A Growing Need in Utah
Cox is originally from Helper, Utah and is an USU alumnus. Before returning to Logan, he taught at the University of Arkansas and most recently at The University of Texas at Austin. While preparing to move his family to Logan, a 5.7 magnitude earthquake rattled Magna and the Salt Lake Valley. It was ironic timing for an earthquake engineer. “Utah is my home. I love this place; but there is significant seismic hazard here.” Cox has traveled the globe in search of clues for building a more earthquake-resistant society. From Haiti to New Zealand to Turkey, he’s witnessed the devastating effects of major tremors. “When you see the devastation from a big earthquake, it changes your perspective. I don’t want to see what happened in Turkey or Peru to happen in Utah. We can avoid catastrophic loss of life, and it all comes down to a better understanding of earthquake engineering.” Utah has a legacy of seismic monitoring, but Cox says there remains a critical need to develop improved engineering design criteria that better serves Utah’s mixed terrain. To help state leaders plan for the big one, Cox is developing a new research program that combines geotechnical, structural and earthquake engineering. “Utah is the most seismically hazardous state in the nation without a dedicated earthquake engineering center. I hope to change that soon by bringing one to USU.”

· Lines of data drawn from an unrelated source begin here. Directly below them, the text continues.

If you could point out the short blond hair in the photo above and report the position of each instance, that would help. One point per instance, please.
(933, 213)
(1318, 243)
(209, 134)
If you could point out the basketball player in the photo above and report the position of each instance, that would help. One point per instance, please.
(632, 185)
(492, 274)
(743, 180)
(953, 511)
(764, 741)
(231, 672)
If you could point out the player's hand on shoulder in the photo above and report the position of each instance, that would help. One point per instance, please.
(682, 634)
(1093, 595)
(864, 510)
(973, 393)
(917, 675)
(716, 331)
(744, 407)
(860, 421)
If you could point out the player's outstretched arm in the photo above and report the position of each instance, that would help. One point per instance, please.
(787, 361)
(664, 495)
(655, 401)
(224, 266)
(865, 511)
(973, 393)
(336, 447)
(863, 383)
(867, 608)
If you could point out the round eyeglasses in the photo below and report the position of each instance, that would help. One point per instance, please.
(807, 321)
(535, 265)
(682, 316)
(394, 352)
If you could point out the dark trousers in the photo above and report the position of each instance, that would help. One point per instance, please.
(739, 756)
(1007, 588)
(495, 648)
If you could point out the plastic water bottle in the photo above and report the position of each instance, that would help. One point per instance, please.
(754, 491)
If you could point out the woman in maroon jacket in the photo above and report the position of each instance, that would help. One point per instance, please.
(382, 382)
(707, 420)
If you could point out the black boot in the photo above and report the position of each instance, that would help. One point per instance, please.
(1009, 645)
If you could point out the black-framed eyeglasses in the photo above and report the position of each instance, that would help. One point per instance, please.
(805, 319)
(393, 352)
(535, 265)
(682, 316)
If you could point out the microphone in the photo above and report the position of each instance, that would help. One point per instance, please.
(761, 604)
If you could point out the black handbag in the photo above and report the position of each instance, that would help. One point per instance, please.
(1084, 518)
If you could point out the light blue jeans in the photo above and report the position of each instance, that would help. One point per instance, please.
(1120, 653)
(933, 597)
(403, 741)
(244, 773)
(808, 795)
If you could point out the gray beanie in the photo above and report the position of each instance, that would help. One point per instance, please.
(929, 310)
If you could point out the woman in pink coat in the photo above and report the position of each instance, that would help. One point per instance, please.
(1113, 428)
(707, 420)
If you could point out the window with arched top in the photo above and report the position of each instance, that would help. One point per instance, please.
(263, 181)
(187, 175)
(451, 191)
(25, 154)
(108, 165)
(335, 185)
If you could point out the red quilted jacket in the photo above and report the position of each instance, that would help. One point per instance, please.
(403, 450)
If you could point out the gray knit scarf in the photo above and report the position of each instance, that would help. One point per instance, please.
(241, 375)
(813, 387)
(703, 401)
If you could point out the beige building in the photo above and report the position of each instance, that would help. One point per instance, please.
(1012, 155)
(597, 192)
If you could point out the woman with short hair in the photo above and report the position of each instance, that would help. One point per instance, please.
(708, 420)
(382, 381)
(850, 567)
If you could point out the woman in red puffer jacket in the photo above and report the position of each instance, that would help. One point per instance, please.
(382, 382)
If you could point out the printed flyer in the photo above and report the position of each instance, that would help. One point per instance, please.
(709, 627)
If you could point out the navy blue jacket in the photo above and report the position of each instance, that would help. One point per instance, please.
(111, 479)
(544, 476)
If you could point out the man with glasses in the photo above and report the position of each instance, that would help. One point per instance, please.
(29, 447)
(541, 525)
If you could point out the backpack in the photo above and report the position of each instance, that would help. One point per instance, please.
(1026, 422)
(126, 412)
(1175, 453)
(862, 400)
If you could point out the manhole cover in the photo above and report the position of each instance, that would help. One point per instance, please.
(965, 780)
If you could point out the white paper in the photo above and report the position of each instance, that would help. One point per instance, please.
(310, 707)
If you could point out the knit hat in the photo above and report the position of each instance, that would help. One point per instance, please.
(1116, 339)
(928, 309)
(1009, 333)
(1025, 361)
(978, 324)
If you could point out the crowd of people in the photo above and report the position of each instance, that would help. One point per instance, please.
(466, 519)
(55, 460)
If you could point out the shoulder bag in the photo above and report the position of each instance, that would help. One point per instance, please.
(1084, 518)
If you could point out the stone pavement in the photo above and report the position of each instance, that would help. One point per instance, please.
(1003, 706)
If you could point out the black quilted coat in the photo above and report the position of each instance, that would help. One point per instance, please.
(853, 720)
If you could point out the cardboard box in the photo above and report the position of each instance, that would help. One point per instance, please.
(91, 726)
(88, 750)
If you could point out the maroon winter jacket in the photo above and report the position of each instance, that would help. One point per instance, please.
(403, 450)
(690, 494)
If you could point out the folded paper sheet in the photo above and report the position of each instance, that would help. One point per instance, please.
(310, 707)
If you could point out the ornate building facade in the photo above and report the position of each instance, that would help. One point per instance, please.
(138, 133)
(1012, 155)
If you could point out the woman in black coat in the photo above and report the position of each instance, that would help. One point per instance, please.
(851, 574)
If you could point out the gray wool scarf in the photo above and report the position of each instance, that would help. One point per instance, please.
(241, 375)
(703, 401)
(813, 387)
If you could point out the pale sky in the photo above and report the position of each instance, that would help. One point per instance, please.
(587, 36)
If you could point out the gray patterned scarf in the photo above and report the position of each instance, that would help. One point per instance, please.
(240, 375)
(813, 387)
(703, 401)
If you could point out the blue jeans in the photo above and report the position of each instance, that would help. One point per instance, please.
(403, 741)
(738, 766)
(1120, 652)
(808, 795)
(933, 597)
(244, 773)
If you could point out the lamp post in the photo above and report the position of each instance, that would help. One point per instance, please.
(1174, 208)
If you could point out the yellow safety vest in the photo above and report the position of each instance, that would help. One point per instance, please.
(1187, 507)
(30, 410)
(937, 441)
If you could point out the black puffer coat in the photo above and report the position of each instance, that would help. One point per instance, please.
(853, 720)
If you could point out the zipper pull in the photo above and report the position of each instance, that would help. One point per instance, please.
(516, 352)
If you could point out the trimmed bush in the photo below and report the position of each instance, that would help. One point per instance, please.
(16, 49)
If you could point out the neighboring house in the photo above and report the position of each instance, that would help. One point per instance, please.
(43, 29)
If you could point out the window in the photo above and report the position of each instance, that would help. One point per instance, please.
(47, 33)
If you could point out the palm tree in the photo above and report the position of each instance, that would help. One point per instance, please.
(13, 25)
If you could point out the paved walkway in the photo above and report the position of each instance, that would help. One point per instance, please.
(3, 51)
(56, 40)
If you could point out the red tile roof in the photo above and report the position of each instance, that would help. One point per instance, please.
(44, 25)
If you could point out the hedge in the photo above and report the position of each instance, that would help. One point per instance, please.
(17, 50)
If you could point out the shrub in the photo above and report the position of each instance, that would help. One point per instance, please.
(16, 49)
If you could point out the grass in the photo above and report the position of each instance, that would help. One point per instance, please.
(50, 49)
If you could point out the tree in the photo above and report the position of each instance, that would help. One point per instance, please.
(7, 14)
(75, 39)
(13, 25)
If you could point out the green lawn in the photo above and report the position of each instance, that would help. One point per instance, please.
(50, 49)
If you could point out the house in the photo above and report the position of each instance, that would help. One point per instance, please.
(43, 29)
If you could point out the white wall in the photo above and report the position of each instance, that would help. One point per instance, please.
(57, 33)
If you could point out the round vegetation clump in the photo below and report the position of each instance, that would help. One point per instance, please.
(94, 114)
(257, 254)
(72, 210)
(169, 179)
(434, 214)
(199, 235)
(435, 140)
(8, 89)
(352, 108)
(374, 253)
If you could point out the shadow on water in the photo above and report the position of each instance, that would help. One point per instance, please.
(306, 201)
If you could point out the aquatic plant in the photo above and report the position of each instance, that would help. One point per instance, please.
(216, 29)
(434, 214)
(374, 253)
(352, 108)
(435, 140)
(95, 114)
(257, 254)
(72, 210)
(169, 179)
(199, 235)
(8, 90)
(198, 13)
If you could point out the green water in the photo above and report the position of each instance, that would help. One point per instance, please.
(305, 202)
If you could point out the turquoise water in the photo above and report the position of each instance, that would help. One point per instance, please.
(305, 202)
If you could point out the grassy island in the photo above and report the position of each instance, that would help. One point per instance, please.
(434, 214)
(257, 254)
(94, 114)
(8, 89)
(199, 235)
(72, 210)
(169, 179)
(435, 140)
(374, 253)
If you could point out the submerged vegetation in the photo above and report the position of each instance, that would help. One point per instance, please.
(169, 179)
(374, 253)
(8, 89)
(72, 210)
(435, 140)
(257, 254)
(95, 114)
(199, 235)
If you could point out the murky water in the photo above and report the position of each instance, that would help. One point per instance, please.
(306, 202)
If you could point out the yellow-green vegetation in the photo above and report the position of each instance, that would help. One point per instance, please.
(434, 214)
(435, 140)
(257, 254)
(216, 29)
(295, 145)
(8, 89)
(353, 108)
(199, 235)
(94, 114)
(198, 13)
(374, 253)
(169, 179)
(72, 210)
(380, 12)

The Future is Fiber Optics
To do their job, earthquake engineers need earthquakes. But the real tremors we see on the news are impossible to predict and far and few between. To fill the gaps, Cox uses a 64,000-pound shaker truck nicknamed T-Rex to simulates seismic waves. Cox and T-Rex have been around the world, and the machine has been invaluable to his research. But times and technology are changing, and Cox is pioneering new ideas for simulating and understanding earthquakes. Instead of whacking the ground with a hammer or shaking the soil with T-Rex, Cox is monitoring earthquakes with fiber optics. “We can use existing fiber optic networks to measure seismic activity throughout an entire city 24 hours a day. That’s way better than placing dozens of sensors in the ground to measure just a few hundred feet of land. He tells his students the future of the profession will depend more on supercomputers than on machines like T-Rex. He encourages undergraduates to learn coding languages and have good math skills. “It’s an exciting time to do this work, and the demand for engineers in this area is rising. Across the country, we’re starting to replace our infrastructure. Earthquake engineers will be a vital part of our future world.”